Earth Longzhi's trajectory across three documented campaigns illustrates a group that is actively investing in evasion capability development between operational periods — each campaign return introduces techniques either new to Earth Longzhi specifically or, in the case of stack rumbling, new to the entire threat landscape. The evolution from document-based phishing to server-side exploitation, and from basic BYOVD to the novel IFEO-based stack rumbling, reflects a research and development cycle operating between campaigns. For defenders in Earth Longzhi's target geography and sector profile — defense, government, aviation, and healthcare organizations in Southeast Asia, Taiwan, and the Pacific — the group's pattern of emerging dormancy followed by capability-enhanced return means that absence of active indicators is not a reliable signal of reduced threat.
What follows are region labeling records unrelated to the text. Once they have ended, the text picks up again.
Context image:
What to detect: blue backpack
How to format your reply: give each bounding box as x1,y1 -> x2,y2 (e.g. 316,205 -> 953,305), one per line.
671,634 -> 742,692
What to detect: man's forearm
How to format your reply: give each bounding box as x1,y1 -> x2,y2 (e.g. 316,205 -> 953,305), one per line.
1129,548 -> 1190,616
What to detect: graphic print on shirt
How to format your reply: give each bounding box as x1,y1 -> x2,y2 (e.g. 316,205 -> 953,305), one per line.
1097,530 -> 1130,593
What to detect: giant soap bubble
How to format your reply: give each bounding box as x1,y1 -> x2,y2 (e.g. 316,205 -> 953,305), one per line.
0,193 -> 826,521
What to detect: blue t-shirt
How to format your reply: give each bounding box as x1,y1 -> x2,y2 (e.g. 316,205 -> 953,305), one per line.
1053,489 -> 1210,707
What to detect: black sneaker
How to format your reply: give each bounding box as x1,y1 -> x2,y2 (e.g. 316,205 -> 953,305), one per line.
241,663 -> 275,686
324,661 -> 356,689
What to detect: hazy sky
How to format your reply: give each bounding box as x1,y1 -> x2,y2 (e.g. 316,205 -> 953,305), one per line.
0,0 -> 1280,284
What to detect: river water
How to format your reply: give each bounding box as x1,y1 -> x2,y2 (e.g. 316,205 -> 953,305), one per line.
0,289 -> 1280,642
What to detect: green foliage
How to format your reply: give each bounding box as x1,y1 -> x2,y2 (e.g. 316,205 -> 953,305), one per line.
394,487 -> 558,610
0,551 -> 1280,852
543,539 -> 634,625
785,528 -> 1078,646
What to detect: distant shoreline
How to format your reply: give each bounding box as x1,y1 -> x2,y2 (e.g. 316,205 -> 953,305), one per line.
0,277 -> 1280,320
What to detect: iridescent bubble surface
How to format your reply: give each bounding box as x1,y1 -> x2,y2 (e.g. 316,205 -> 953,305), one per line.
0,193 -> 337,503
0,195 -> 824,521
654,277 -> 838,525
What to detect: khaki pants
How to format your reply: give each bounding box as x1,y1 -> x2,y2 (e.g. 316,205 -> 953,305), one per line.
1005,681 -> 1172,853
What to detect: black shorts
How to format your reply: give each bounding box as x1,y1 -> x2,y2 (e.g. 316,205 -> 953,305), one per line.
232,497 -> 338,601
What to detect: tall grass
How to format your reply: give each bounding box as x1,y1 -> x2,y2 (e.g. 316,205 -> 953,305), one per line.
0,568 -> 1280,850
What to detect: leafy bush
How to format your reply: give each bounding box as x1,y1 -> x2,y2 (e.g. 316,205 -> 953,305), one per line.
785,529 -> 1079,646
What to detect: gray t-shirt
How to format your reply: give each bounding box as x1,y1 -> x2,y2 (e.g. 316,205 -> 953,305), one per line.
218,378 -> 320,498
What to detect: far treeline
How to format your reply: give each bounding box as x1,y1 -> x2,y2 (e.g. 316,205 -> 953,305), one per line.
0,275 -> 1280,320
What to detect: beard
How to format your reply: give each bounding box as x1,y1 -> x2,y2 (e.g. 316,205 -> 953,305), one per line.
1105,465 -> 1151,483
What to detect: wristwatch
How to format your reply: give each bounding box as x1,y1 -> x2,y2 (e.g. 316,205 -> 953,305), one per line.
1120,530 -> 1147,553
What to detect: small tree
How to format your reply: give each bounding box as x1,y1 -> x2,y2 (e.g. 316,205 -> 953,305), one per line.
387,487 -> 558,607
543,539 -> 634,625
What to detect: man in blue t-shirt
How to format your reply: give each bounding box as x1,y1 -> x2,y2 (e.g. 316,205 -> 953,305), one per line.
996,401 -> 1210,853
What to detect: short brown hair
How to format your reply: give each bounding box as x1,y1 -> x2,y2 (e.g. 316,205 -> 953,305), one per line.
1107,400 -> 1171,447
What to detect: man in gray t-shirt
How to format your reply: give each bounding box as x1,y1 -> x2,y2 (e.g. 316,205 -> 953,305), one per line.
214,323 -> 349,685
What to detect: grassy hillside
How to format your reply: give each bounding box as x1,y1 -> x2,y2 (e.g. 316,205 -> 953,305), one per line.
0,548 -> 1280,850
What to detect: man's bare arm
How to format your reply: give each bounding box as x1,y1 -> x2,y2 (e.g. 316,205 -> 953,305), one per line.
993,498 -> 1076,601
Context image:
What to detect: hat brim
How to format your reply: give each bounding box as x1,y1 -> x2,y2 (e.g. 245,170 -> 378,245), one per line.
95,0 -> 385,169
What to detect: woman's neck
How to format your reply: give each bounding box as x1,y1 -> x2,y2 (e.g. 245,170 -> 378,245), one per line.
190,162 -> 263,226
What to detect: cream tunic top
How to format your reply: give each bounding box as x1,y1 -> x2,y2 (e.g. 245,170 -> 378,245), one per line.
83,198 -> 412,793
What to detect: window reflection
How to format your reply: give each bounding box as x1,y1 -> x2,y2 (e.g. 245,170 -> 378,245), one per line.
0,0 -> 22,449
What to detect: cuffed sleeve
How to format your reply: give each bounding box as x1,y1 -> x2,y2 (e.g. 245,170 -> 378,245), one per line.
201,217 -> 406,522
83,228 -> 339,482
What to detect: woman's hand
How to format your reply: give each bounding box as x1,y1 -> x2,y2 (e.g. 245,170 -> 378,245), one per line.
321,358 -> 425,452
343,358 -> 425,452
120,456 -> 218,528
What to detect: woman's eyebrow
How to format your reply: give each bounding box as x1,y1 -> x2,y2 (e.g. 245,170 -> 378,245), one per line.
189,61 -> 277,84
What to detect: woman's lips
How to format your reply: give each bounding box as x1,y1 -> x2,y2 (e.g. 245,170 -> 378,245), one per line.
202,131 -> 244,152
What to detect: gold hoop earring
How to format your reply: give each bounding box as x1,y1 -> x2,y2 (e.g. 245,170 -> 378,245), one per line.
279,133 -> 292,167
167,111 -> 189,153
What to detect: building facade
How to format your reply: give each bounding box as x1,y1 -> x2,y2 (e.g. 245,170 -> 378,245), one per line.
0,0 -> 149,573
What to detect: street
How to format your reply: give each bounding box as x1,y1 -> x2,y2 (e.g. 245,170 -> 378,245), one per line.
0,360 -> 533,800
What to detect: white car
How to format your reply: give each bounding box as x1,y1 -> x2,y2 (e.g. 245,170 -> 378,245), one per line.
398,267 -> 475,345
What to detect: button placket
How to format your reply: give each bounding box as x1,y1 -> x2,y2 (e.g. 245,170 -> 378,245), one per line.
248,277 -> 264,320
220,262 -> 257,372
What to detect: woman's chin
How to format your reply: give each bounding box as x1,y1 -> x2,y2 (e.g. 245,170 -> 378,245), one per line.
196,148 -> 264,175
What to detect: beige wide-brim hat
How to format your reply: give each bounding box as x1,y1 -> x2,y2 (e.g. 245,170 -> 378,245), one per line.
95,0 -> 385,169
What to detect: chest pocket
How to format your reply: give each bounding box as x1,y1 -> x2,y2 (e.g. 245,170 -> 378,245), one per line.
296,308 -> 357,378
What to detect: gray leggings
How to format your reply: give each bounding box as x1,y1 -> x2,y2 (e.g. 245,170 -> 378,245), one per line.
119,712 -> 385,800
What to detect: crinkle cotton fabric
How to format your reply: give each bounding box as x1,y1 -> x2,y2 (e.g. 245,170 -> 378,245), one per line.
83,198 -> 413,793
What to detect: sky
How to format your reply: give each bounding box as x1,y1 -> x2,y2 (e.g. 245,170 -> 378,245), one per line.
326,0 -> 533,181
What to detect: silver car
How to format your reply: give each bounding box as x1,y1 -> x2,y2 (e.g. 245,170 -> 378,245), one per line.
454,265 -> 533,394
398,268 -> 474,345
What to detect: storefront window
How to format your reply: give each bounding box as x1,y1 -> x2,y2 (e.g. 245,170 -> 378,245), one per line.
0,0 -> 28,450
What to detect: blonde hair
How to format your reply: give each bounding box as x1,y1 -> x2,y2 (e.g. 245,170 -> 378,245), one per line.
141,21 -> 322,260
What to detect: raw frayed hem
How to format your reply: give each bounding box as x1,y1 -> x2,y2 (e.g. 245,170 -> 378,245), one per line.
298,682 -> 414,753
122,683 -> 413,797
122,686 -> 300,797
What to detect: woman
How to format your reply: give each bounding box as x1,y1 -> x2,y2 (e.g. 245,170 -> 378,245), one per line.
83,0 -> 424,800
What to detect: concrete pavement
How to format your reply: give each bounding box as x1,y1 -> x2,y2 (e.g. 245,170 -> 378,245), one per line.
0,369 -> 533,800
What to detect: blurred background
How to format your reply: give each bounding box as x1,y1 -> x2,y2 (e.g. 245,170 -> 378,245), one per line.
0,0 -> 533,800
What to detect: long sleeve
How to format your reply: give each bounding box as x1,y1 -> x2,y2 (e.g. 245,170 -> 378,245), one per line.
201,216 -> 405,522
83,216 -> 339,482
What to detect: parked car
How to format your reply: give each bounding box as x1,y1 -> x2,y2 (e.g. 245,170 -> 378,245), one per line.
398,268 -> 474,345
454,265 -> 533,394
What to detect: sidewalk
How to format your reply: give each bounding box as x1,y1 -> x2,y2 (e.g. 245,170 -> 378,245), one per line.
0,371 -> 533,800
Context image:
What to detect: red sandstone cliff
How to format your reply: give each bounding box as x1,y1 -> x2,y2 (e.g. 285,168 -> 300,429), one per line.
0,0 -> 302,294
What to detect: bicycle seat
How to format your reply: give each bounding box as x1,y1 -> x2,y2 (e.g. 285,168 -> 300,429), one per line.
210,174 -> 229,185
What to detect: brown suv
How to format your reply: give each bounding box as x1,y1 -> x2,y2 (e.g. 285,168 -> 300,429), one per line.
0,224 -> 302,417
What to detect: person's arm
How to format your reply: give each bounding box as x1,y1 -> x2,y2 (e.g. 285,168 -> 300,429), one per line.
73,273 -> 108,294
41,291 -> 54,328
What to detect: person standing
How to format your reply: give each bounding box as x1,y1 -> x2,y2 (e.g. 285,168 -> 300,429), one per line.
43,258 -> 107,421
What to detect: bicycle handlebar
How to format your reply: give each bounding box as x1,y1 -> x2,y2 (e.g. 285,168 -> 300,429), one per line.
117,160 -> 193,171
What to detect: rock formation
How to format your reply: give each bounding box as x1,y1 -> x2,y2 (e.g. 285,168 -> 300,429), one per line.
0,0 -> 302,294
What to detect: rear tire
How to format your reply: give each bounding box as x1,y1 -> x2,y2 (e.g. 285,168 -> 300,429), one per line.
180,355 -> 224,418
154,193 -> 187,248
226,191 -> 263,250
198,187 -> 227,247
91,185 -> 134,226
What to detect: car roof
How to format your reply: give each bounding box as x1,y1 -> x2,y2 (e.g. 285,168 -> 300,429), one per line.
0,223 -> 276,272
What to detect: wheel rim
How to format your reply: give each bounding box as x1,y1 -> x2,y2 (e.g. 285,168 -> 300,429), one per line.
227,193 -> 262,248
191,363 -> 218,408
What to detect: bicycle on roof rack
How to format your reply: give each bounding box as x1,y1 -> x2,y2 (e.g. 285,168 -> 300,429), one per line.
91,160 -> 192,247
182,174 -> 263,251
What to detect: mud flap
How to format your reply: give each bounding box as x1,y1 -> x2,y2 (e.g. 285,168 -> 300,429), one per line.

The shared Cobalt Strike infrastructure with Earth Baku and GroupCC also means that disruptions or intelligence on any one APT41 subgroup may yield visibility into the broader ecosystem. The decoy documents in Vietnamese and Indonesian found in the Campaign 3 files are an unusual intelligence artifact: Earth Longzhi appears to have been actively preparing targeting material for upcoming victims before the May 2023 campaign was detected, providing rare advance warning of intended geographic expansion.